L’histoire a été moins généreuse avec "Enta da stage", sorti quelques jours avant "Enter the Wu-Tang", et
annonçant lui aussi la renaissance new-yorkaise qui allait ébranler la sphère
rap. Ce disque n’a en effet pas bénéficié du succès de ses cadets. Il demeure encore aujourd'hui sous-exposé même s'il a connu une certaine reconnaissance de la part de la critique spécialisée.
Collectif sorti des tréfonds de Brooklyn,
Black Moon se fait d’abord entendre avec le single "Who got da props ?", morceau
ultra efficace avec sa boucle jazzy minimaliste à souhait et le rap brute et simple
de Buckshot, principal mc du groupe.

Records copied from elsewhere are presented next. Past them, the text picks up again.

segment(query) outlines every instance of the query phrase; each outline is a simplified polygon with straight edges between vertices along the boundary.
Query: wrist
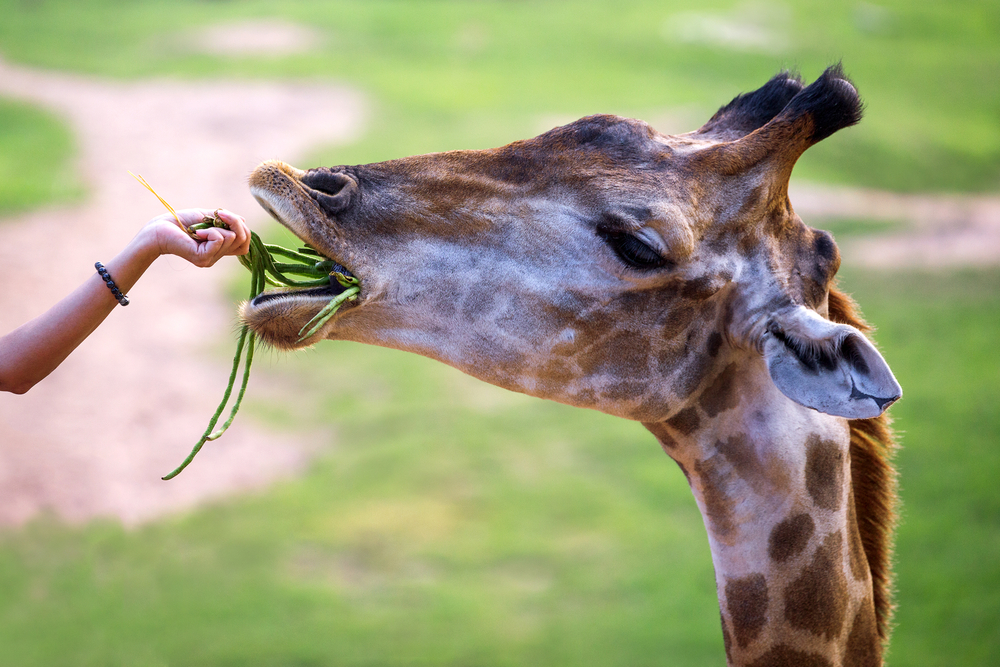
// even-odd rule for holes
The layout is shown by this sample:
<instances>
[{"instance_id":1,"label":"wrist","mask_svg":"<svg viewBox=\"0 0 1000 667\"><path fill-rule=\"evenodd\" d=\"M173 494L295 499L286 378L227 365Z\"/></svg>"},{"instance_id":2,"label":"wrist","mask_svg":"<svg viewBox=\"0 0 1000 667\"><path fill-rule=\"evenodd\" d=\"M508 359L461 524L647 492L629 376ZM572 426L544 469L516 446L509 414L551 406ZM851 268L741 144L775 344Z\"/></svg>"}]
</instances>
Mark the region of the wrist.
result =
<instances>
[{"instance_id":1,"label":"wrist","mask_svg":"<svg viewBox=\"0 0 1000 667\"><path fill-rule=\"evenodd\" d=\"M156 222L145 225L119 254L148 267L157 257L167 252L158 228Z\"/></svg>"},{"instance_id":2,"label":"wrist","mask_svg":"<svg viewBox=\"0 0 1000 667\"><path fill-rule=\"evenodd\" d=\"M105 262L118 288L127 293L146 272L146 269L163 254L154 225L146 225L115 255Z\"/></svg>"},{"instance_id":3,"label":"wrist","mask_svg":"<svg viewBox=\"0 0 1000 667\"><path fill-rule=\"evenodd\" d=\"M118 284L115 283L114 278L108 273L108 269L100 262L94 262L94 268L97 269L97 274L101 276L101 280L111 291L111 295L115 297L115 300L122 306L127 306L129 304L129 299L126 295L122 294L121 289L119 289Z\"/></svg>"}]
</instances>

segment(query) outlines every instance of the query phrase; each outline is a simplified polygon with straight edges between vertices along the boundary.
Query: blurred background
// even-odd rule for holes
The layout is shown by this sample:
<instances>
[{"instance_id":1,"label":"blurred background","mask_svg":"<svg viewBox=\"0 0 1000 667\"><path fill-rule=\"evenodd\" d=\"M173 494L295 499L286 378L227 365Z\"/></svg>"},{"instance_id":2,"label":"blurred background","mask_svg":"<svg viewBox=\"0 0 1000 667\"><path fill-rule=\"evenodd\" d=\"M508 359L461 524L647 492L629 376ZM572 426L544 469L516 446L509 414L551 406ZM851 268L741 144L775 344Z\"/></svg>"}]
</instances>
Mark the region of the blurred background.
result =
<instances>
[{"instance_id":1,"label":"blurred background","mask_svg":"<svg viewBox=\"0 0 1000 667\"><path fill-rule=\"evenodd\" d=\"M73 120L94 91L160 100L119 109L137 123L135 144L161 132L144 119L193 118L198 108L268 118L256 128L223 117L212 131L248 154L208 151L193 171L173 174L207 184L197 192L212 201L161 194L177 208L242 207L265 239L291 245L245 194L232 195L237 205L214 199L245 190L256 160L308 167L487 148L591 113L687 132L782 69L808 82L838 61L866 116L806 153L792 202L807 224L835 234L841 286L877 327L904 387L892 408L903 504L887 662L997 665L995 0L0 0L0 238L21 244L2 250L44 265L43 244L60 237L38 238L31 230L44 227L31 225L55 216L69 234L84 219L74 211L96 205L103 171L80 156L117 154ZM276 89L291 102L271 104ZM304 134L254 144L258 129ZM291 154L267 153L272 146ZM155 171L158 155L166 164L167 148L143 164ZM228 170L216 189L198 176L213 163ZM108 168L127 179L135 166ZM163 171L160 181L146 176L157 186L171 177ZM134 196L145 208L128 212L130 229L160 212L147 193ZM111 238L105 256L128 237ZM79 259L81 280L94 259ZM8 262L9 280L21 263ZM190 413L195 427L153 429L172 438L171 462L224 387L232 303L248 284L235 264L198 274L218 283L225 310L193 353L192 363L212 369L207 402L170 415ZM38 306L74 284L53 286ZM32 298L16 291L13 301ZM170 309L164 319L184 302ZM140 382L174 371L161 363L150 373ZM92 386L72 367L61 377L53 386ZM20 400L0 396L29 420L66 419ZM155 402L147 409L157 412ZM223 440L273 433L264 439L304 453L272 463L266 448L247 450L252 484L227 478L217 493L192 491L142 512L128 507L134 494L124 505L88 504L81 491L60 505L16 488L28 509L0 526L0 665L723 661L701 518L683 475L638 424L511 394L414 355L331 342L262 353L237 422L257 435ZM69 438L73 428L46 437ZM105 450L87 437L89 455L116 465L144 446ZM0 447L29 452L31 442L0 433ZM12 460L0 461L0 477L17 477ZM281 474L268 477L271 468ZM87 473L59 475L72 486ZM15 486L0 486L0 504L13 503ZM107 486L92 482L92 493Z\"/></svg>"}]
</instances>

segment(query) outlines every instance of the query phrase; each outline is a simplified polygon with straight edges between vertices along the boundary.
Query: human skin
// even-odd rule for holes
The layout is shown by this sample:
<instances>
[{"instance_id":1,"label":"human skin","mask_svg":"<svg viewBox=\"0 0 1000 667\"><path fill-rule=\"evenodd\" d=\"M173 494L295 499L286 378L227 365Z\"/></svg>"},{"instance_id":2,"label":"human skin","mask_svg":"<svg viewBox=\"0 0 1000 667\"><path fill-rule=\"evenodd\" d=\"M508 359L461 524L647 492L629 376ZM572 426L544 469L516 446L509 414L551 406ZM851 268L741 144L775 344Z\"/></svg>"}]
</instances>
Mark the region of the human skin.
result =
<instances>
[{"instance_id":1,"label":"human skin","mask_svg":"<svg viewBox=\"0 0 1000 667\"><path fill-rule=\"evenodd\" d=\"M197 224L212 210L177 211L185 226ZM227 255L244 255L250 248L250 230L239 215L220 209L229 229L210 227L196 232L198 240L181 230L169 213L147 222L105 268L123 294L161 255L176 255L195 266L209 267ZM54 371L118 306L97 271L49 310L0 337L0 391L23 394Z\"/></svg>"}]
</instances>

Sorti l’année suivante, "Enta da stage" est
du même bois : quatorze titres de rap hardcore dépouillés de toute fioriture.
DJ Evil Dee, le producteur, met sa musique à nu, ne gardant que des
basses vrombissantes ("Buck em down" et "I got cha opin" pour ne citer qu’eux), des
percussions sèches et des cuivres torturés ("Shit iz real") pour appuyer les
diatribes martiales de Buckshot (et de 5ft occasionnellement, le troisième membre
du groupe).
"Enta da stage", c’est du hip-hop réduit à
l’essentiel de sa substance. A une époque dominée par le G-Funk de Dr Dre, où le
rap s’embellit et approche un nouveau public grâce à une musique plus consensuelle,
Black Moon ramène à New-York un son cru et tapageur, celui de Run-DMC et du Boogie
Down Productions une décennie avant. Sauf que la production d’"Enta da stage" n’a
pas pris une ride. Et quelle claque ! Tout est excellent sur ce disque,
particulièrement "Act like u want it", "buck em down" et l’oppressant "Slave". On ne
se lasse jamais de ce rap belliqueux et audacieux, premier coup d’éclat de l’âge
d’or du rap hardcore dans la Grosse Pomme, avant le tsunami Wu-Tang.
Laissons
les amateurs s’extasier sur les hits de Tupac ou Snoop Dogg. Le meilleur de ces
années-là n’est pas à chercher sur les plages de Californie mais dans les
ruelles délabrées et meurtrières de la ville qui ne dort jamais.